That mismatch causes trouble at intake. A client may arrive expecting dramatic recovery, immediate settlement pressure, or a contingency case that does not fit the economics of the dispute. A candid first email is usually more useful than an AI-generated summary because it lets the facts, the damages, and the practical limits come into focus early. Put another way, use your AI research as a start.
Where AI research goes wrong
General-purpose AI often summarizes consumer protection law as if every state follows the same script. That is a poor fit for New York deceptive practices work. New Jersey for example provides potential triple damages which can encourage settlement while the New York model of just actual damages means the client claim is a celling.
Problem One
It mixes New York with higher-exposure states.
Clients frequently receive answers that assume New York offers the same practical upside as jurisdictions with broader fee dynamics, stronger statutory multipliers, or different settlement pressure. That can make a modest case look like a major one before anyone reviews the documents.
It confuses legal possibility with litigation reality.
An AI tool may correctly identify a legal theory but still give the wrong practical impression. In real intake screening, the question is not merely whether a theory exists; it is whether the claim is document-supported, economically sensible, and worth the fight likely to follow.
It encourages generic demand language.
When clients rely on canned AI phrasing, the first message can become long, conclusory, and light on the facts that actually matter. A shorter email with dates, purchase details, repair history, and the exact misrepresentation is usually far more useful.
Practical expectations matter more than optimistic prompts
Prospective clients often come in after reading that deceptive practices statutes create immediate leverage. That framing usually overlooks how defendants behave once money or reputation is truly at stake.
Dealers do not usually fold just because a complaint sounds serious. Many retain defense counsel, dispute the facts, challenge causation, minimize damages, and push the case into ordinary litigation channels. An intake discussion should therefore start with realism, not a script built around effortless settlement.
The economics of representation also need honest treatment. A case can involve a real grievance and still be a poor contingency fit if the likely recovery is limited, documentary support is thin, or the dispute will require disproportionate attorney time. Early clarity avoids the frustration that follows when expectations were formed by an overconfident AI response rather than by actual screening standards.
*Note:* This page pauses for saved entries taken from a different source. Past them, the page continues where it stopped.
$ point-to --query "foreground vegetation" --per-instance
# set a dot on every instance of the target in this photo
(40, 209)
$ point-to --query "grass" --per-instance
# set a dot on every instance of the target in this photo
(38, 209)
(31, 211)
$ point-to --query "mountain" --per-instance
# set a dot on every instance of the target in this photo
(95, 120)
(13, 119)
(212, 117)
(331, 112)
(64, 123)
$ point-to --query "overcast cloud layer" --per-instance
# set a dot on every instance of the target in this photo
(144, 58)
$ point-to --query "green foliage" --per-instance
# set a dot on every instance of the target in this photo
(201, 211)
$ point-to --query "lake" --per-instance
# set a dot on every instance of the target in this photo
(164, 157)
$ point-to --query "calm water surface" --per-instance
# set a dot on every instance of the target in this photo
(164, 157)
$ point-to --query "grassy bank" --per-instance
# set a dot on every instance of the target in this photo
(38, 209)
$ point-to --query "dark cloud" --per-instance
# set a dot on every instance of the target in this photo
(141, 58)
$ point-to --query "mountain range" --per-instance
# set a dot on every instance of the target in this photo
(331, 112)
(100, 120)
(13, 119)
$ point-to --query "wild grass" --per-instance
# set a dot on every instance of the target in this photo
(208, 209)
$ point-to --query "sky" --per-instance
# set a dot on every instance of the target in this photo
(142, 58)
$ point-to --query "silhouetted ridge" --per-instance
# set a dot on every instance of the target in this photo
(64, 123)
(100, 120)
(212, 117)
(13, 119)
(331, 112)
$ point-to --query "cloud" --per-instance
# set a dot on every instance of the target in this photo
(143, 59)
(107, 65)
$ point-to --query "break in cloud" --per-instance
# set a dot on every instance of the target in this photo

| Issue | Typical AI framing | Better intake framing |
|---|---|---|
|
Damages |
Emphasizes the biggest available sounding remedy. |
Starts with realistic exposure, provable loss, and the likely economics of the case. |
|
Dealer response |
Assumes a stern letter will force quick resolution. |
Assumes denial, counsel retention who will contest claims, and fact disputes are possible from day one. |
|
Contingency requests |
Suggests most meritorious disputes can be packaged into a contingency claim. |
Asks whether expected recovery, proof, and litigation burden justify contingency treatment at all. Consider a variety of arrangement including a split contingency arrangement. |
|
Client email |
Produces lengthy argument, with legal conclusions, case is very strong, we have all the evidence, this is an open and shut case. |
Lays out facts of claim, recognizes challenges, understands there can be a range of outcomes, and recognizes attorney's greater experience. . |
Why candid initial emails work better
A candid intake email saves time for both sides. It gives counsel a factual record to evaluate and gives the client a more grounded answer about whether the matter is viable, limited, or simply not a fit.
- Identify the transaction. Include who sold the product or service, when it happened, what was purchased, and the price or financial loss involved.
- State the misrepresentation plainly. Quote or summarize the exact promise, omission, or deceptive act without turning it into a long legal essay.
- Attach the core records. Contracts, invoices, advertisements, screenshots, repair orders, cancellation records, financing documents, and correspondence matter more than rhetoric.
- Explain what happened next. Note denials, failed repair attempts, charge disputes, cancellation refusals, or other concrete follow-up events.
- Say what outcome you actually want. Refund, rescission, reimbursement, repair cost recovery, or advice about whether litigation is worthwhile are all clearer than a generic request for immediate representation.
-
Have reasonable expectations. If the dispute is modest, say so. If you used AI to organize your thoughts, say that but separate your own facts from the tool's conclusions.
A useful tone for prospective clients
The right message is candid, specific, and disciplined. It does not assume that every unfair transaction becomes a large statutory case, and it does not treat resistance from dealers or other defendants as unusual. That tone helps everyone. It allows a lawyer to evaluate the dispute with fewer assumptions, and it helps a client get an answer grounded in records, damages, and practical litigation realities rather than in a generalized AI summary. For websites and intake pages, that means telling visitors something simple: AI can be a starting point for organizing a chronology, but it is not a substitute for a candid first email and a realistic review of the case. Note to be fair, this page was created with assistance of an AI program, but modified in certain areas.